Abstract:
Soil-landscapes are diverse and complex due to the interaction of pedogenetic, geomorphological and hydrological processes. The resulting soil profile reflects the balance of these processes in its properties. Early conceptual models have by now resulted into quantitative soil-landscape models including soil variation and its unpredictability as a key soil attribute. Soils in the Andean mountain rainforest area of southern Ecuador are influenced by hillslope processes and landslides in particular. The lack of knowledge on the distribution of soils and especially physical soil properties to understand slope failure, resulted in the study of this particular soil-landscape by means of statistical models relating soil to terrain attributes, i.e. predictive soil mapping.
A 24 terrain classes comprising sampling design for soil investigation in mountainous areas was developed to obtain a representative dataset for statistical modelling. The soils were investigated by 56 profiles and 315 auger points. The Reference Soil Groups (RSGs) Histosol, Stagnosol, Umbrisol, Cambisol, Leptosol and Regosol were identified according to the World Reference Base for Soil Resources (WRB). Classification tree models and a probability scheme based on WRB hierarchy were applied to include RSG prediction uncertainty in a digital soil map. Histosol probability depended on hydrological parameters; highest Stagnosol probability was found on slopes < 40° and above 2146 m a.s.l.
Poor model performance, probably due to the prediction of complex categories (RSGs) and WRB inconsequence (absolute and relative value criteria), led to the proposal of ?incomplete soil classification? by relating the thickness of the WRB?s diagnostic horizons as percentage to the upper 100 soil centimetres, including the organic layer. Typical diagnostic horizons histic, humic, umbric, stagnic and cambic were regionalised in their thickness and occurrence probability by classification and regression trees (CART). Prediction uncertainty was addressed with hundredfold model runs based on different random Jackknife partitions of the dataset. Whether the first mineral soil horizon displays stagnic properties or not, likely depends on physical soil properties in addition to terrain parameters. Incomplete soil classification resulted in histic and stagnic soil parts dominating the first 100 cm of the soil volume for most of the research area.
While soil profiles and auger points were described in their horizon composition, thickness, Munsell colour and soil texture by finger method (FAO, 2006), soil cohesion, bulk density and texture by pipette and laser were analysed in soil profiles only. Texture results by pipette compared to laser method, showed the expected shift to higher silt and lower clay contents. Linear regression equations were adapted. Pedotransfer functions to predict physical soil properties from the bigger auger dataset analysed by field texture method only, could not be developed, because field texture analysis did not provide satisfying results. It was therefore not possible to correct its results with the more precise laboratory data.

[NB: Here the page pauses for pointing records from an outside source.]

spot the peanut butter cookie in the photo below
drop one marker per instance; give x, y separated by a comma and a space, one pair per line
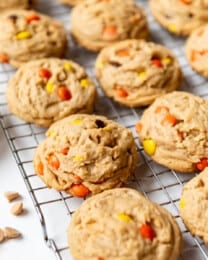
96, 24
46, 90
122, 224
28, 35
173, 131
135, 72
180, 16
85, 154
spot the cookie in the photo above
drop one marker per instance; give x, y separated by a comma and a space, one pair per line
122, 224
21, 4
85, 154
173, 131
194, 205
71, 2
28, 35
135, 72
95, 24
197, 51
46, 90
180, 17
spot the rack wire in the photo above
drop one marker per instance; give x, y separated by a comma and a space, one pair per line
156, 182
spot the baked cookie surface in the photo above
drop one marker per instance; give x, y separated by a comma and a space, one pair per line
28, 35
85, 154
121, 224
194, 205
95, 24
173, 131
71, 2
135, 72
197, 51
180, 17
10, 4
46, 90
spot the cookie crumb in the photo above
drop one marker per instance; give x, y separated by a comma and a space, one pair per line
17, 208
1, 235
11, 233
10, 195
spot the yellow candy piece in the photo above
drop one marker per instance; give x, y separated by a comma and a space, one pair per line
142, 74
78, 158
49, 87
50, 133
181, 204
23, 35
99, 65
76, 121
123, 217
149, 146
107, 128
172, 28
68, 66
84, 83
166, 61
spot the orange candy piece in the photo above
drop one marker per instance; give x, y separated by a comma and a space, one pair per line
65, 151
3, 58
40, 168
110, 32
53, 161
202, 164
170, 119
79, 190
122, 53
187, 2
44, 73
157, 62
147, 231
64, 93
161, 108
138, 127
77, 179
32, 17
121, 92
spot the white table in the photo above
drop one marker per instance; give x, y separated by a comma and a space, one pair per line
31, 245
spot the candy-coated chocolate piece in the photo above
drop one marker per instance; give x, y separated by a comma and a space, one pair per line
147, 232
23, 35
44, 73
149, 146
64, 93
32, 17
53, 161
76, 121
79, 190
78, 158
123, 217
84, 83
202, 164
121, 92
49, 87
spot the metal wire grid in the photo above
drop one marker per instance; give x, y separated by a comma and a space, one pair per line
156, 182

Comparing CART and Random Forest (RF) in their model performance to predict topsoil texture and bulk density as well as mineral soil thickness by hundredfold model runs with random Jackknife partitions, RF predictions resulted more powerful. Altitude a.s.l. was the most important predictor for all three soil parameters. Increasing sand/ clay ratios with increasing altitude, on steep slopes and with overland flow distance to the channel network are caused by shallow subsurface flow removing clay particles downslope. Deeper soil layers are not influenced by the same process and therefore showed different texture properties.
Terrain parameters could only explain the spatial distribution of topsoil properties to a limited extent, subsoil properties could not be predicted at all. Other parameters that likely influence soil properties within the investigation area are parent material and landslides. Strong evidence was found that topsoil horizons did not form from the bedrock underlying the soil profile. Parent material changes within short distance and often within one soil profile. Landslides have a strong influence on soil-landscape formation in shifting soil and rock material.
Soil mechanical and hydrological properties in addition to terrain steepness were hypothesized to be the major factors in causing soil slides. Thus, the factor of safety (FS) was calculated as the soil shear ratio that is necessary to maintain the critical state equilibrium on a potential sliding surface. The depth of the failure plane was assumed at the lower boundary of the stagnic soil layer or complete soil depth, depending on soils being stagnic or non-stagnic. The FS was determined in dependence of soil wetness referring to 0.001, 0.01, 0.1 and 3 mm/h net rainfall rate. Sites with a FS ≥ 1 at 3 mm/h (complete saturation) were classified as unconditionally stable, sites with a FS < 1 at 0.001 mm/h as unconditionally unstable. The latter coincided quite well with landslide scars from a recent aerial photograph.